ZIMBABWE Cricket chairman Peter Chingoka will be in London for a series of crucial International Cricket Council (ICC) meetings next week despite efforts by the British Foreign Office to deny him an entry visa.
According to a Cricinfo report, the British Embassy in Harare had recommended that Chingoka and Zimbabwe Cricket managing director Ozias Bvute be denied visas because of their links to President Robert Mugabe.
Mugabe is the patron of Zimbabwe Cricket.
The ban was only blocked by British Sports minister Richard Caborn, the report said, who feared denying the Zimbabwean administrators visas would jeopardise England and Wales Cricket Board chairman David Morgan's bid for the ICC presidency.
The decision to grant Chingoka and Bvute visas has reportedly angered Caborn's predecessor, Kate Hoey, who has called for sporting sanctions against Zimbabwe.

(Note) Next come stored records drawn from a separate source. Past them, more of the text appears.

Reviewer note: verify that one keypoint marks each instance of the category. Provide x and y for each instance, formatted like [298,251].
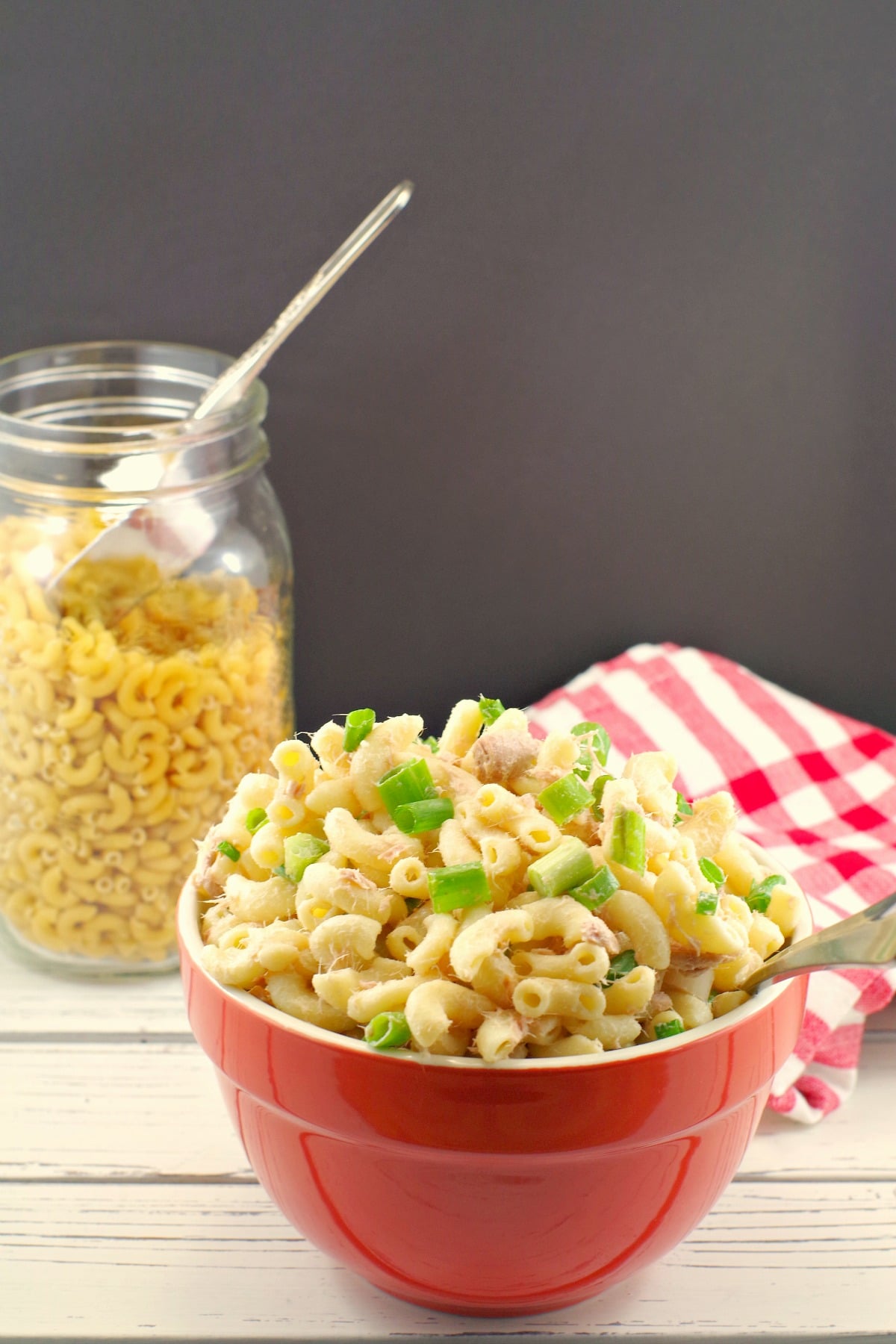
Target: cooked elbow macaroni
[660,944]
[121,739]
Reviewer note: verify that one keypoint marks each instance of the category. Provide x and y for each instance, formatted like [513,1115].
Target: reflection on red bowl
[489,1189]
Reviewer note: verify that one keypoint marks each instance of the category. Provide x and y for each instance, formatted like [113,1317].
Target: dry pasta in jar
[120,744]
[484,894]
[139,690]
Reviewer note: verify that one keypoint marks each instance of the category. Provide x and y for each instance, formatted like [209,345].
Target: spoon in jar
[180,537]
[864,940]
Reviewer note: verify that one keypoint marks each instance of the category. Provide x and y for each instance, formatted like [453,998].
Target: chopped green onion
[566,867]
[628,841]
[388,1031]
[620,965]
[408,783]
[358,725]
[668,1028]
[682,808]
[462,885]
[426,815]
[491,710]
[759,894]
[598,735]
[564,797]
[597,793]
[712,873]
[300,851]
[593,893]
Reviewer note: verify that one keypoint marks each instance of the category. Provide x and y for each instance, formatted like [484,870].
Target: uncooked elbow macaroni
[121,741]
[635,918]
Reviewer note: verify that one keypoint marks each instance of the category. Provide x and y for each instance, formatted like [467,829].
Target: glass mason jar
[141,685]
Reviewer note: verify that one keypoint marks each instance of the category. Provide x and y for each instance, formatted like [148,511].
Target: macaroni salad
[484,894]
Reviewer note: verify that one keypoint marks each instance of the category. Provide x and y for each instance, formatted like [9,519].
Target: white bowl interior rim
[188,927]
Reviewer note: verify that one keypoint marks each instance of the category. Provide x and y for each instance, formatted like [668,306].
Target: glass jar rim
[193,367]
[73,416]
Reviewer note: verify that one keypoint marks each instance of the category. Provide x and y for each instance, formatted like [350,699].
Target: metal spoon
[180,546]
[864,940]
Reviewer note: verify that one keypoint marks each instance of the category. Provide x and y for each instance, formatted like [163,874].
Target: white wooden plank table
[128,1211]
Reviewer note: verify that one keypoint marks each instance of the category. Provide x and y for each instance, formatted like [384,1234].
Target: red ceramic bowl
[489,1189]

"Zimbabwe's cricket officials are at the heart of the dictatorship's web of corruption and political oppression," Hoey was quoted by Cricinfo as saying. "It is sad that the Sports ministry has used Morgan's chances -- which are really no chance at all -- of becoming ICC president to ask the FCO (Foreign & Commonwealth Office) to go against their better judgment and grant a visa.
"This sort of unprincipled manoeuvering looks very bad when we are asking other countries to stand firm in isolating those at the heart of Mugabe's regime."
Last month the Australian government barred their team from fulfilling a scheduled tour of Zimbabwe in September, ostensibly to protest against Mugabe's excesses.
The West Indies A tour of Zimbabwe remains doubtful after the Caribbean players' representatives expressed safety fears as well as morality concerns due to Mugabe's human rights record.
The London meetings kick off at Lord's on Sunday with the ICC Chief Executives Committee, including Bvute, tackling a "range of proposed changes to playing conditions as recommended at the recent meeting of the ICC Cricket Committee".
Chingoka will attend the two-day ICC Board meeting starting on Wednesday, where Zimbabwe will feature prominently after the ICC Cricket Committee recommended that the country be kept out of Test cricket longer than their proposed return in November.
The ICC annual conference will be held on Friday. -- Staff Writer.